According to the group, the COVID-19 crisis revealed deep-seated problems in a power sector characterized by privatization, competition, and deregulation as enabled by the Electric Power Industry Reform Act, for which government interventions are already long overdue.
“This old normal, which harms the integrity of Creation with the proliferation of coal and other fossil fuels and leaves our marginalized sectors at the mercy of private corporations, cannot continue. Our government may have gotten away from responsibility before by simply backing promises for better energy with more pledges or excuses, but the time we are in is different. The gravity of the crisis as experienced by the poor and vulnerable must be reflected in the administration’s ways forward,” said Bishop Gerardo Alminaza, convenor of WFC.
As national plans are laid down amid a global health crisis and in the face of recession and worsening global warming, the advocates called on the government to provide immediate relief packages for the people and work towards the betterment of the power sector.

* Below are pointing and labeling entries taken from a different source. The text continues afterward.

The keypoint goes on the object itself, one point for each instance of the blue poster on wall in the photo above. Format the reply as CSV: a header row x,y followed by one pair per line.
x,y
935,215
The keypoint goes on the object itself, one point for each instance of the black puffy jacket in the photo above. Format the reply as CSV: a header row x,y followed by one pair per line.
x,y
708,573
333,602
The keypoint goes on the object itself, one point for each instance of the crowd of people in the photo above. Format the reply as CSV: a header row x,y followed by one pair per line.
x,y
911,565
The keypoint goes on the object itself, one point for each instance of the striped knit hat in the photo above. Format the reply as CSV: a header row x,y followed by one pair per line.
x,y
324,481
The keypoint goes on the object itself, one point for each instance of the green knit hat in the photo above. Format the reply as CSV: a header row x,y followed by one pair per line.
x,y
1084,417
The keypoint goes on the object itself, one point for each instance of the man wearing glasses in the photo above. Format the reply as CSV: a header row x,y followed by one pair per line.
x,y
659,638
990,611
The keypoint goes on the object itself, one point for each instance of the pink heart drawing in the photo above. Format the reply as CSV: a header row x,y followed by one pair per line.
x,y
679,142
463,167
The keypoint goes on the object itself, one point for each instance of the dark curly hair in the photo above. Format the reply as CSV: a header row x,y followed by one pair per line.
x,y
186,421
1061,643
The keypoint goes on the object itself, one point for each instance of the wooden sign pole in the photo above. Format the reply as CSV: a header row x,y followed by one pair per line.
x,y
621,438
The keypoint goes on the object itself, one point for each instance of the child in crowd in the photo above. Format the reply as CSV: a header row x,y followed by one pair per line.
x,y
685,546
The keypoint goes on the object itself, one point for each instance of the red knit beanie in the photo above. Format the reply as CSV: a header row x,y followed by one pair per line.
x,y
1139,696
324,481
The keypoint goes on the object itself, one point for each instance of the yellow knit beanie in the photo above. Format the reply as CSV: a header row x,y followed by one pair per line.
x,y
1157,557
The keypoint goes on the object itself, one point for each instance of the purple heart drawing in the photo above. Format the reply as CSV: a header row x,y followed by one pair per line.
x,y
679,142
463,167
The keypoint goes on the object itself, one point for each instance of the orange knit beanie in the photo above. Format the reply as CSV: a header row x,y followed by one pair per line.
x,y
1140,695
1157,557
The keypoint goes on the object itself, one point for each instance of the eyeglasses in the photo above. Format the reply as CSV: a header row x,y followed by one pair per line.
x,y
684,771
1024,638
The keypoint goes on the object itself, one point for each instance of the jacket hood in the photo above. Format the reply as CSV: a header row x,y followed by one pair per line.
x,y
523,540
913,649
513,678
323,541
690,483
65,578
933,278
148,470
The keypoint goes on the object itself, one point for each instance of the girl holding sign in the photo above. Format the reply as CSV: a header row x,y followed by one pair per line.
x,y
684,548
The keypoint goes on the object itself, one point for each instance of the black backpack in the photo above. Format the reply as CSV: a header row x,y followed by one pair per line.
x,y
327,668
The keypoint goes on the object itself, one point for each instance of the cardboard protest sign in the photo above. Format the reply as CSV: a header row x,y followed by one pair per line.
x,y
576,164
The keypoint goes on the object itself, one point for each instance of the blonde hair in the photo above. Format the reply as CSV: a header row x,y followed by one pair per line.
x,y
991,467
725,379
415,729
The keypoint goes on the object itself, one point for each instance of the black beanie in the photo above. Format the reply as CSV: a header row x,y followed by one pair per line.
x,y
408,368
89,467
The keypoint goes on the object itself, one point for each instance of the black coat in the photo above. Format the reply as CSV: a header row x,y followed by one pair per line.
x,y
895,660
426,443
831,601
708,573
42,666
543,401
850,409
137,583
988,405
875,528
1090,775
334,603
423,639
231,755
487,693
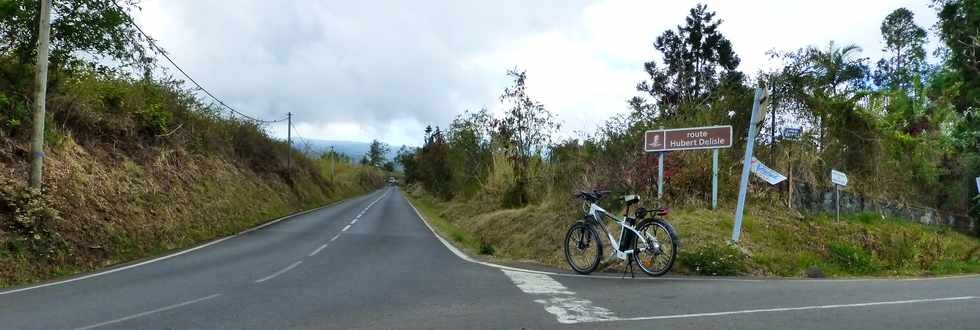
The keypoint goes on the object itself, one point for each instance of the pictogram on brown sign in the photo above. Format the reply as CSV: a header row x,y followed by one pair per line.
x,y
711,137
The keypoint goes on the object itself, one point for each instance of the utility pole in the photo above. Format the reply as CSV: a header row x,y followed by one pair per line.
x,y
40,93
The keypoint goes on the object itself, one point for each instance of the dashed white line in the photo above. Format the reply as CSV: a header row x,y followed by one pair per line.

“The millions of suffering electricity consumers would surely benefit from payment exemptions, suspension of taxes, and immediate return of refunds owed by companies like Meralco—all of which are solutions that President Duterte and his cabinet can and must advance. Existing power contracts detrimental to consumers, especially those of coal that pass on hidden costs to end-users while locking them to decades of unreliable electricity, also need to be stopped. With the decline of electricity demand, an audit of all power supply agreements, starting with Meralco’s, must also be done to protect consumers from price hikes due to stranded costs,” said Ian Rivera, National Coordinator of the Philippine Movement for Climate Justice (PMCJ).
The group said that advancing renewable energy to replace the old normal, as urged by the
President himself last year, is crucial to national recovery.
“Recovery plans must seek to rebuild the economy and strengthen its resilience to future crises. At the same time, they need to address the people’s pressing dilemmas of rising costs of living and widespread loss of jobs. Renewable energy, especially in the form of microgrids, and energy efficiency measures offer solutions to these. In urban centers, it could provide cheap electricity while creating more job opportunities than fossil fuel industries can ever offer. Because it can be designed to adapt to any terrain, microgrids can also power far-flung communities and address the decades-old problem of 100 percent electrification,” explained Atty. Gia Ibay, Climate Change and Energy Programme Head of WWF Philippines.
The clean energy advocates carried the said calls as they joined the many groups mobilizing under the ‘SONAgkaisa’ banner on Monday.
“We do not have the time for the president to go back and forth with his directives, or for the government to ignore the many blemishes of the power sector that were made obvious by COVID-19. The immediate survival of our people and their quality of life in the long term are at stake. The government must plan and act with this in mind,” Arances concluded.